KEEFER, Scott A., Earth and Atmospheric Sciences, SUNY College at Oneonta, 909 Grovenors Corners Rd, Central Bridge, NY 12035, BRUNSTAD, Keith A., Earth Sciences, SUNY College at Oneonta, Oneonta, NY 13820 and STANDER, Edward, SUNY College at Cobleskill, Wheeler Hall, 106 Suffolk Circle, Cobleskill, NY 12043,

A thin band of Late Silurian-Early Devonian rock stretches from the western part of New York State to the Hudson-Mohawk region, and extends southwards to Poughkeepsie. Secret Caverns, located 25 miles from Albany, is a nearly straight vadose-phreatic passage oriented 45° to the regional dip - without obvious structural or sedimentological control. The purpose of the study lay in defining the forces responsible for cavern development.

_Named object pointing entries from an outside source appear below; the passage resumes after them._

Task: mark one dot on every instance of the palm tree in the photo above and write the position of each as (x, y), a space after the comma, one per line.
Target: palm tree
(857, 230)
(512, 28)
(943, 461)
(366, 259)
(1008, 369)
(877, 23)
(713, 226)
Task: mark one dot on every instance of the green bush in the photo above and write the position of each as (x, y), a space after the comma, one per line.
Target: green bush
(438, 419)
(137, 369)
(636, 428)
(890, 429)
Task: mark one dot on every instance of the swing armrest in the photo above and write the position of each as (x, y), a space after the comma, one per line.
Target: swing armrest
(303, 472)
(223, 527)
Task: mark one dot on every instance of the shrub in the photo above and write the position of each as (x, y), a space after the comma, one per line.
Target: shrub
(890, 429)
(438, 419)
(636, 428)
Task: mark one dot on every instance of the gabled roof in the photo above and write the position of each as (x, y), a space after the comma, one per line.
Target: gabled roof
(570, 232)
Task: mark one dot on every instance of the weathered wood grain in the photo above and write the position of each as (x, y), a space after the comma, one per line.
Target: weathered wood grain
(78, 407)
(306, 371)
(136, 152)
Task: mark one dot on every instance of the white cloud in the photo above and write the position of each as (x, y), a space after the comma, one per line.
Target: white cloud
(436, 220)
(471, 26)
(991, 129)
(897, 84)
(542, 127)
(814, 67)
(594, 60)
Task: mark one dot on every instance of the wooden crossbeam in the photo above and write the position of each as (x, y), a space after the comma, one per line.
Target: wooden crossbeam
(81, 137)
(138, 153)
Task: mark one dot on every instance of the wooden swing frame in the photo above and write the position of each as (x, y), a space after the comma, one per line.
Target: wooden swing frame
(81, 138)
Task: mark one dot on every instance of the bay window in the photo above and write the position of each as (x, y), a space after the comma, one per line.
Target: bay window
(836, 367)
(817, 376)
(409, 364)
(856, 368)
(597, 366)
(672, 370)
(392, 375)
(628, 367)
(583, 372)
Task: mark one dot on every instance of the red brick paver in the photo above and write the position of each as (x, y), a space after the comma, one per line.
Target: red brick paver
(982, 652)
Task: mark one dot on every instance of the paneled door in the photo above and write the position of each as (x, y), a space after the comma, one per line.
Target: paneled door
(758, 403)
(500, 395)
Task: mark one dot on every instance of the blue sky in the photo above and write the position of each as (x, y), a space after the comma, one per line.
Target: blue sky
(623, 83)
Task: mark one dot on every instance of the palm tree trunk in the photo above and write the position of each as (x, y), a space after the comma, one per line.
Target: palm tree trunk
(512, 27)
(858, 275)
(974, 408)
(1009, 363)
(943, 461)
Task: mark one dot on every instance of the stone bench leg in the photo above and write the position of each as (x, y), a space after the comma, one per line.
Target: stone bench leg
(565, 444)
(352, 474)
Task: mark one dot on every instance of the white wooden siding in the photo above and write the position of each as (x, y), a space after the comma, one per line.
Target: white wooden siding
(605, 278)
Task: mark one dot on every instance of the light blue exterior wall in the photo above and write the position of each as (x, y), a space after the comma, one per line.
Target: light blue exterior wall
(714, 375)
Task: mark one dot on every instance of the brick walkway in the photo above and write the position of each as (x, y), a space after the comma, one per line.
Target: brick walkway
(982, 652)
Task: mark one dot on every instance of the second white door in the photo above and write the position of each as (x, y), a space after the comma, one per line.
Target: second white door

Possible reasons for the observed trend of the cave were:

1) preferred water flow along existing joint sets

2) a fault running through the cave

3) a sedimentological confining layer

4) surficial geomorphological controls

We currently believe that Secret Caverns may have formed as a result of surficial processes. Joint patterns in the vicinity do not parallel the stream passage, although there is some evidence that the entrance vadose passage may be joint controlled. Both thrust and normal faults are present in the region, but neither have been observed within the cave proper. Layers noted beneath the caverns floor were tested for solubility differences, and were found to be slightly less soluble, although not enough to act as a foci for cavern development. In the end, the most significant feature of the Secret Caverns / Benson system appears to be the large number of aligned domes that parallel the main passage. We believe that these may have formed as a result of paleostream piracy or contact sink development.